“I helped put a man on the moon”: Using advocacy to create “we” in your organization

You’ve seen that picture, right?

What I thought about, when I saw it, is not just what it says about our President, but what it says about how we should view all who work within our organizations (and, by ‘work’, I mean all whose presence is essential to our success, including our volunteers and our clients, too).

It’s about who we consider to be part of the “we”.

There’s a story in Zilch about a janitor at NASA who, when asked to describe his job, said that he helped to put a man on the moon.

And, of course, in a very real way, he did.

You try figuring out rocket science if the bathrooms are filthy.

Yet we know that, all too often, there are so many divisions in our organizations, divisions that mirror those in our society.

We split up, the clinical staff and the administrators; the children’s services and the adults; the ‘professional’ and the whatever we call the others (if you can’t tell, I really don’t like that particular dichotomy).

And those barriers should bother us not just because we have an ideological resistance to categorizing and labeling like that, but also because we know that organizations that don’t coalesce, that lack a common purpose around which everyone can unite, are organizations that just don’t do as well in reaching their visions.

And, so, the picture of the President fist-bumping the janitor makes me think about what we might do to truly bring everyone within our organizations into the work.

How can we enlarge our ‘we’, and how can we make people feel that collective identity more fervently and more deeply?

Perhaps not surprisingly, I think that advocacy holds part of the answer to that.

What if we invited all of our direct service staff to participate in our advocacy priorities? What if we wove advocacy responsibilities into everyone’s job description, along with the time to do it? What if we gave all of our employees time every year to do nonpartisan voter work, for example, or to go to the state capitol? What if everyone–our CEOs and our receptionists and our facilities managers–was evaluated, in part, on the degree to which they effectively engaged in social change activities consistent with the organization’s mission?

What if we were explicit about our ‘we’ including everyone, and intentional about how we communicate that?

Some of the advocacy technical assistance work I’m doing for nonprofit organizations centers around these questions, and here are some of the ways we’re approaching it. I’d love to hear from you, though, about how you bring all of your organizational constituencies into your advocacy, and about how you use advocacy to create and sustain the sense of ‘we’.

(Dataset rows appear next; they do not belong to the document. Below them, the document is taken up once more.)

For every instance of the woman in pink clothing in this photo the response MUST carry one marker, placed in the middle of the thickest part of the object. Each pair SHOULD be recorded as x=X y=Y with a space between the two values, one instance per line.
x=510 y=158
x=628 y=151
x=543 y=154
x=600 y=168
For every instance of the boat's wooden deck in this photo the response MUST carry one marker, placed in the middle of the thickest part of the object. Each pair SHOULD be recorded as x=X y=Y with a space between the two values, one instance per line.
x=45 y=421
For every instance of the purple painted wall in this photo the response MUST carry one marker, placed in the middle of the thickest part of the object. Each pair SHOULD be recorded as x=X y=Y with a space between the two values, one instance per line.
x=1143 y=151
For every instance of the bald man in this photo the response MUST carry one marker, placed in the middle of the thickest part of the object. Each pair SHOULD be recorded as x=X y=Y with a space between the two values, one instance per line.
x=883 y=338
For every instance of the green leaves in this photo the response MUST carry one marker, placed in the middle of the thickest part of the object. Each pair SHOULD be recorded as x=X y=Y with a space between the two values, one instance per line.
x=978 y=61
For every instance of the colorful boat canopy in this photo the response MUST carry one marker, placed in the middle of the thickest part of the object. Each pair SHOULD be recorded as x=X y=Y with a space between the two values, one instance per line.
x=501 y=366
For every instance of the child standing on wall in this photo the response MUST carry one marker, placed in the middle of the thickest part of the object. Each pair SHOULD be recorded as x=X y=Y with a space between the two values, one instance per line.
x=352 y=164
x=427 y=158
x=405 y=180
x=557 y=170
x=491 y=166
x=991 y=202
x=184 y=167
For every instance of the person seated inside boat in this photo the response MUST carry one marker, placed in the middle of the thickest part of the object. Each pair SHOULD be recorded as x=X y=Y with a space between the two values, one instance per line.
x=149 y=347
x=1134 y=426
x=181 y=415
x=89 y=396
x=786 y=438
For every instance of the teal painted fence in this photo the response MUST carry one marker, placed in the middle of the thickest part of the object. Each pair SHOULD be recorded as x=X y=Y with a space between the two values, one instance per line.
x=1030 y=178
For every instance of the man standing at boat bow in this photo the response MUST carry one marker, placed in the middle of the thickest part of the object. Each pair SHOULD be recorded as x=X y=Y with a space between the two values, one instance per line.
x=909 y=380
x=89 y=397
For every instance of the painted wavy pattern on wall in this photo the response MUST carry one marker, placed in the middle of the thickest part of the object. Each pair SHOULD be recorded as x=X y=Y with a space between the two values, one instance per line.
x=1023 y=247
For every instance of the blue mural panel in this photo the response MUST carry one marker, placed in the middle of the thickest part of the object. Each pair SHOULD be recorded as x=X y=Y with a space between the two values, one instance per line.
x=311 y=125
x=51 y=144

  • Integrating advocacy into organizational job descriptions, not to add work to everyone’s plates, but to find ways to transition current activities into those with some advocacy implications
  • Using surveys and focus groups to include the perspectives of staff, clients, and volunteers in the shaping of the organization’s advocacy agenda–because there’s no reason we should craft our priorities behind closed Board room doors
  • Weaving advocacy training into professional development opportunities for staff at all levels of the organization, to ensure that they have what they need to succeed in expanded roles
  • Incorporating ‘case-to-cause’ content in service reviews, to help staff connect clients’ presenting problems to the underlying community conditions that sustain them, so that every client interaction is shaped by an understanding of the systemic issues at work
  • Using root cause analyses, often as staff lunch-and-learns, to facilitate discovery of the the big systems that create and sustain the needs we continue to address through direct services
  • Creating Advocacy Task Forces that bring staff, Board members, and volunteers together–during work time, usually quarterly–to allow those with great passion for advocacy to lead the organization’s efforts

Are you seizing the opportunities to bring your whole organization into your ‘we’? How would your key players–all of them–describe their work and its impact? And how can advocacy make each day about something even larger than ourselves?